Indeed, it was Boland who said O’Malley is “a true artist in sketching the beautiful”. This is what she does in ‘Wolf Song’, a poem addressing many of the preoccupations long visible in O’Malley’s poetry.

In the first stanza, nature, in the form of near-mythic animals, is juxtaposed uneasily with human society: “a white leopard sits on a lawn in Suburbia” and “A wolf is walking along/an empty beach in California”. 

Soon though, we are reminded that we are here to mark the passing of a poet: “she too is becoming history… the first slow movement/of the strings is parting the silence”.

It’s impossible to read a poem like ‘Wolf Song’ and not think of WH Auden’s ‘In Memory of W.B. Yeats’, particularly: “The wolves ran on through the evergreen forests”. 

Such references to other artists (living and not) and historical or mythological figures occur frequently in O’Malley’s work.

As well as the allusions to Auden and Yeats, we meet the goddess Diana, Lorenzo De Medici, Paul Verlaine, and any number of Shakespeare characters. 

This is not showing off or name-dropping; each figure, each reference, is an essential element in this lyrical, elegant collection.

The book is divided into three sections with the middle section focused on the covid pandemic. 

There have been many attempts to address this subject through art but O’Malley brings a unique focus to the sheer strangeness of these years. 

The sequence of poems begins with ‘Another Plague Season’, where the poet can’t quite believe that this is really happening: “There’s no tension/and, like a bad actor, it will go on in fits and bursts”. 

Things move on to acceptance in ‘Late Swallow’ where the bird is described as a “winged Matisse, painting with Scissors” before the poet declaims: “Go.
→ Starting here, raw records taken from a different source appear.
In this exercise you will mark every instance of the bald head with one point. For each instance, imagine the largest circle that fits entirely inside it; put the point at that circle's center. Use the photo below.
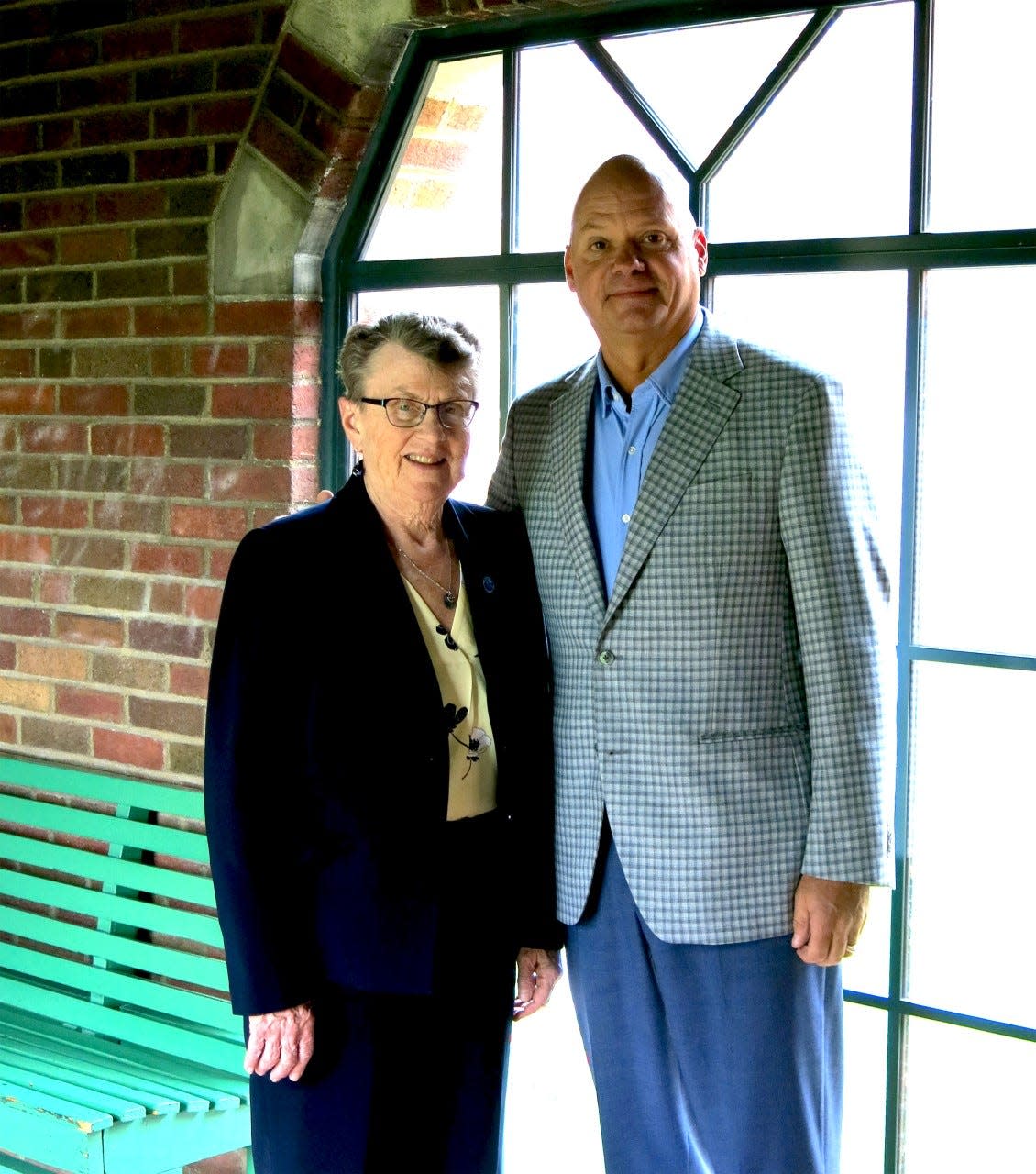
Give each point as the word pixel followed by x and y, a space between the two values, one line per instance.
pixel 634 260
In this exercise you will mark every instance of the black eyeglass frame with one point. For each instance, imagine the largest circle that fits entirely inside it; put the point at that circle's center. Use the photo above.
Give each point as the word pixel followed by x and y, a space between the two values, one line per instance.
pixel 446 403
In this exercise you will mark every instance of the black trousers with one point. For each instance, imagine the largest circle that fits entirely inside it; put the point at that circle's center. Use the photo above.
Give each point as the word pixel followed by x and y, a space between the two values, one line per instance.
pixel 410 1084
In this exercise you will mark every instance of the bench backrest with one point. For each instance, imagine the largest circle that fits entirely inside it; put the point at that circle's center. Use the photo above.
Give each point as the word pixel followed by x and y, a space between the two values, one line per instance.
pixel 107 913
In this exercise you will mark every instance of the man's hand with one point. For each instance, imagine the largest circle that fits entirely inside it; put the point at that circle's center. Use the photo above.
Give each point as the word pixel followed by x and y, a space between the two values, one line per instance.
pixel 827 919
pixel 539 969
pixel 281 1043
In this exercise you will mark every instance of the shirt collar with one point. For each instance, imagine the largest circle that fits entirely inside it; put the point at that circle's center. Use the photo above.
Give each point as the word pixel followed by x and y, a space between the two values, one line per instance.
pixel 664 381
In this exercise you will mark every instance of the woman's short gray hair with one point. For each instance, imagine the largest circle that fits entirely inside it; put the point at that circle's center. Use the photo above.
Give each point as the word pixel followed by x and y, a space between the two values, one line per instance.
pixel 447 344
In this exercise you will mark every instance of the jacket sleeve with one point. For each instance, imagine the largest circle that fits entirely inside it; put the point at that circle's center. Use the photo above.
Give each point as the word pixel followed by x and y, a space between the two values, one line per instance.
pixel 840 593
pixel 256 810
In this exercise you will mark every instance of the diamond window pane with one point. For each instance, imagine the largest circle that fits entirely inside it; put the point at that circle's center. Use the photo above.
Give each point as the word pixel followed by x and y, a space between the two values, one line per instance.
pixel 446 197
pixel 831 156
pixel 969 1099
pixel 478 308
pixel 728 62
pixel 570 120
pixel 976 558
pixel 984 105
pixel 970 944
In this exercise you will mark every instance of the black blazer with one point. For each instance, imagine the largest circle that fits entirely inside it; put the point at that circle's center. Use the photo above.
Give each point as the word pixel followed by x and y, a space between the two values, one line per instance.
pixel 326 755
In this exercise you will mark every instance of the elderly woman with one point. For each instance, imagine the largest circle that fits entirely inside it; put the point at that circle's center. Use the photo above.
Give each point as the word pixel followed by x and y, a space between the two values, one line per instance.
pixel 378 787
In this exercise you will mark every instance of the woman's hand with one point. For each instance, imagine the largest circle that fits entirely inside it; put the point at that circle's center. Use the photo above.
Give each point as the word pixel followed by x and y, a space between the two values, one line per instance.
pixel 281 1043
pixel 539 969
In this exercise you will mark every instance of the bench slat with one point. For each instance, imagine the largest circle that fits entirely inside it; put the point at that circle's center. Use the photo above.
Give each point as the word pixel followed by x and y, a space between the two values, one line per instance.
pixel 155 959
pixel 187 802
pixel 75 1092
pixel 42 1059
pixel 110 870
pixel 193 1045
pixel 110 908
pixel 193 1086
pixel 116 985
pixel 110 829
pixel 84 1119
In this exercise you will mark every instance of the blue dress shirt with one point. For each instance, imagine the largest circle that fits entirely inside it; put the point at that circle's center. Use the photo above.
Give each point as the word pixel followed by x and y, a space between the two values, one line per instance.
pixel 622 443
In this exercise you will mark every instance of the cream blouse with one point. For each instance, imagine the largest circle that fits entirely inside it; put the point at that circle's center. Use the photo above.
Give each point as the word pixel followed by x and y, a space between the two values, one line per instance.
pixel 466 709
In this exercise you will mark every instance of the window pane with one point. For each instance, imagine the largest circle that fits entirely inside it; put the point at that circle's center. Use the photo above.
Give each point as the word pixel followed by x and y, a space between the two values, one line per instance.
pixel 446 197
pixel 984 169
pixel 729 62
pixel 570 120
pixel 854 327
pixel 550 1110
pixel 972 870
pixel 552 335
pixel 478 309
pixel 976 560
pixel 969 1099
pixel 863 1139
pixel 832 154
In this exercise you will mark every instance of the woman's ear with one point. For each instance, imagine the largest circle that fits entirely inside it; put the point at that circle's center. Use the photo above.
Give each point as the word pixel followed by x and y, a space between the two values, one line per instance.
pixel 349 415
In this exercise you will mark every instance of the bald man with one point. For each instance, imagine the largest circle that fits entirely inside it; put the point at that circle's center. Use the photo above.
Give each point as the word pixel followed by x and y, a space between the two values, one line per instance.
pixel 716 607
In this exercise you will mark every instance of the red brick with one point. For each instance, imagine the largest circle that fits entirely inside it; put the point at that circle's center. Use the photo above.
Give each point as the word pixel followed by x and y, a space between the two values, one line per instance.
pixel 219 524
pixel 89 550
pixel 133 205
pixel 128 440
pixel 25 621
pixel 88 629
pixel 251 482
pixel 58 436
pixel 55 588
pixel 168 360
pixel 219 360
pixel 225 116
pixel 171 321
pixel 151 478
pixel 166 560
pixel 187 680
pixel 250 402
pixel 168 599
pixel 26 324
pixel 25 548
pixel 28 252
pixel 96 322
pixel 96 246
pixel 17 364
pixel 59 212
pixel 102 707
pixel 16 583
pixel 131 749
pixel 172 716
pixel 169 638
pixel 217 32
pixel 55 514
pixel 204 603
pixel 101 399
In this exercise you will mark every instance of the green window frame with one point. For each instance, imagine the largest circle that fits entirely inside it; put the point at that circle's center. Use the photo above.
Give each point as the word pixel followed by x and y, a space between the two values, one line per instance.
pixel 917 252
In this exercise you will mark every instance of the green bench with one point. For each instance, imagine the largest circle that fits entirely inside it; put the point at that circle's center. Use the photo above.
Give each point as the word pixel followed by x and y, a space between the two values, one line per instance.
pixel 118 1051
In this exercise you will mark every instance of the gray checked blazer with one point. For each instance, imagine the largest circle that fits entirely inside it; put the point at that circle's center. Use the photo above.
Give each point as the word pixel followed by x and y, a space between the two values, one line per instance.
pixel 729 704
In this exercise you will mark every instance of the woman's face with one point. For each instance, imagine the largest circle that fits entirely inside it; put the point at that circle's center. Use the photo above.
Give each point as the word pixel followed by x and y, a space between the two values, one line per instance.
pixel 410 469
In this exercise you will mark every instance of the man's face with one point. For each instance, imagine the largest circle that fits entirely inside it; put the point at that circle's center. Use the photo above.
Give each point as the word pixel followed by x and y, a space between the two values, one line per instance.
pixel 634 264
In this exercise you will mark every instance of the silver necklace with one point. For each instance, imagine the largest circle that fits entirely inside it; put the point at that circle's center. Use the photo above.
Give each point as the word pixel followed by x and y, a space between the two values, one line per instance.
pixel 448 596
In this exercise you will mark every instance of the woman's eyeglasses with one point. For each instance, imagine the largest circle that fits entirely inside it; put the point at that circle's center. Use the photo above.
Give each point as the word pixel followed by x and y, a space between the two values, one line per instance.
pixel 408 414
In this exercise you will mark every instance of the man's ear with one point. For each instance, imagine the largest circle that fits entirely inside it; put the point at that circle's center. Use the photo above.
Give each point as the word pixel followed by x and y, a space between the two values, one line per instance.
pixel 348 412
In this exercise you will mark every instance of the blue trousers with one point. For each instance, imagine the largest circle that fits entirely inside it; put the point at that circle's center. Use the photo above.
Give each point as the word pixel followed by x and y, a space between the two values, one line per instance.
pixel 705 1059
I need you in the square in Alcalá./This awful year I can’t follow.” 

The section closes with one of the book’s strongest poems, ‘The Lucky Ones’, commissioned for the occasion of the National Day of Remembrance and Reflection in March 2022. 

The quality of commissioned poems is notoriously varied but O’Malley rises to the occasion with some devastating lines:

“The poppies lasted all that summer… the dead rustled like leaves in the air”, closing on a bittersweet but hopeful note: “sitting at one another’s tables, the shades of our dead/hungrily joining the conversation, the days opening ahead.”

Some poems in the collection, such as ‘Medea’s Dreams’, ‘Shorts’, and ‘In the Dark’, must be given special mention for their excellence but ‘Lisbon Revisited’ stands out as one of the finest poems O’Malley has ever composed. 

All of her lyrical brilliance and capacity for creating unique, arresting imagery is on display:

“There were nights I hoped/the children would come/assemble themselves out of sun and roses… I would dance with them down Avenida da Liberdade,/the seeds of time in my hair”.

There are weak moments. ‘The Ballad of Googletown’, for instance, tries far too hard to be clever and relevant, but so what?

The Shark Nursery is a one-of-a-kind book, filled with achingly beautiful poems that show a true artist at her absolute peak.